The effect of blocking immune checkpoints LAG-3 and PD-1 on human invariant Natural Killer T cell function

Invariant Natural Killer T (iNKT) cells undergo immune exhaustion during chronic activation caused by cancer and viral infections, such as HIV. Exhaustion is marked by cell dysfunction and increased expression of immune checkpoint proteins programmed cell-death-1 (PD-1) and lymphocyte-activation-gene-3 (LAG-3). We hypothesize that blockade of PD-1 and/or LAG-3 will enhance iNKT cell function. Utilizing peripheral blood mononuclear cells from healthy donors, LAG-3 and PD-1 expression on iNKT cells was assessed using flow cytometry following in vitro stimulation with iNKT-specific stimulant α-galactosylceramide (n = 4). Efficacy of anti-LAG-3 and/or anti-PD-1 antibody blockades in enhancing iNKT cell function was assessed by determining proliferative capacity and IFN-γ production (n = 9). LAG-3 and PD-1 expression on iNKT cells peaked at Day 4 (98.8%; p ≤ 0.0001 and 98.8%; p = 0.005, respectively), followed by steep decrease by Day 10, coinciding with peak iNKT cell proliferation.
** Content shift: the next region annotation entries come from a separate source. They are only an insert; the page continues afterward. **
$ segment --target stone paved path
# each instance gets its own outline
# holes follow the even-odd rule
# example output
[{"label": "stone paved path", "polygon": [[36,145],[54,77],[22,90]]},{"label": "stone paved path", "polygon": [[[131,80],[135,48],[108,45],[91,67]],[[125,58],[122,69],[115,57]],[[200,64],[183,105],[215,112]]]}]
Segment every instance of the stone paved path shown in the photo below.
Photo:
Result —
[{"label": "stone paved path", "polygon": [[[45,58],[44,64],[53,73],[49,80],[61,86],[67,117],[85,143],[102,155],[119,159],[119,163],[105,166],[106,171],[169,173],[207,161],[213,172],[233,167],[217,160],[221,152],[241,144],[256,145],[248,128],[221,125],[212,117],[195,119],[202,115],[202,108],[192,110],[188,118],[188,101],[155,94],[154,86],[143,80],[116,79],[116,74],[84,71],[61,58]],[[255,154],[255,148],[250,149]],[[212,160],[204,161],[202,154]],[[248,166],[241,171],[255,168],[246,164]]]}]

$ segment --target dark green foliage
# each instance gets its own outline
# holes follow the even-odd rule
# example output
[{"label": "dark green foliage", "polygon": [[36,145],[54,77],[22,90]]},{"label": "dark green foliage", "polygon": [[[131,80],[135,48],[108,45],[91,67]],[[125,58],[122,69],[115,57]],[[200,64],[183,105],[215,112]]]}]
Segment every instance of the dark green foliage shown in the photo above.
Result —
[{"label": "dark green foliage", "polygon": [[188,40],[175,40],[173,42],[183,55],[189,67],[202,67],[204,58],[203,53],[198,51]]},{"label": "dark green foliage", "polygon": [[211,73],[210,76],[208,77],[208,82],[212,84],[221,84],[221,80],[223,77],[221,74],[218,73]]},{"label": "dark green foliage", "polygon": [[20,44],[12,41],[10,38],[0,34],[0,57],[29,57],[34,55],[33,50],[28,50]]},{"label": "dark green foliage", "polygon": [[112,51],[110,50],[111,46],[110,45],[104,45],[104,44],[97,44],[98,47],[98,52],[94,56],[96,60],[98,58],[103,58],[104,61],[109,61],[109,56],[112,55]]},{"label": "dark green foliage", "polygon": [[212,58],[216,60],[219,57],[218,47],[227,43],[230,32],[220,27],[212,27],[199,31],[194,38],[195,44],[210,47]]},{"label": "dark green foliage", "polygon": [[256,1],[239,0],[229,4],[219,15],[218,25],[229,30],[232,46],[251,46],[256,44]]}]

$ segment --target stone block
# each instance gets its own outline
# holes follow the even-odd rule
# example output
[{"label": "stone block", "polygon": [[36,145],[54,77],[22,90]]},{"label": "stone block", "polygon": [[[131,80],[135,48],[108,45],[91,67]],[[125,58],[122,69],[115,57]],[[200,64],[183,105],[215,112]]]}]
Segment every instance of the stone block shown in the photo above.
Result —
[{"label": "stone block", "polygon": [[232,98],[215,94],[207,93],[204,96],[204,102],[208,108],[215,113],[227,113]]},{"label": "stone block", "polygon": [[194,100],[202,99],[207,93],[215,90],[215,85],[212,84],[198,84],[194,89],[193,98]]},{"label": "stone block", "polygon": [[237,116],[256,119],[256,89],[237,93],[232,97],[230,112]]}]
In a 10-day blocking assay, both the anti-PD-1 alone and dual anti-PD-1 and anti-LAG-3 significantly increased iNKT proliferation (6 and 6.29 log2 fold-change respectively) compared to the no blockade control (ANOVA-p = 0.0005) with the dual blockade system being more effective (t-test-p = 0.013). This provides proof-of-concept for LAG-3 and PD-1 as immunotherapeutic targets to enhance human iNKT cell function, with the long-term goal of addressing immune exhaustion.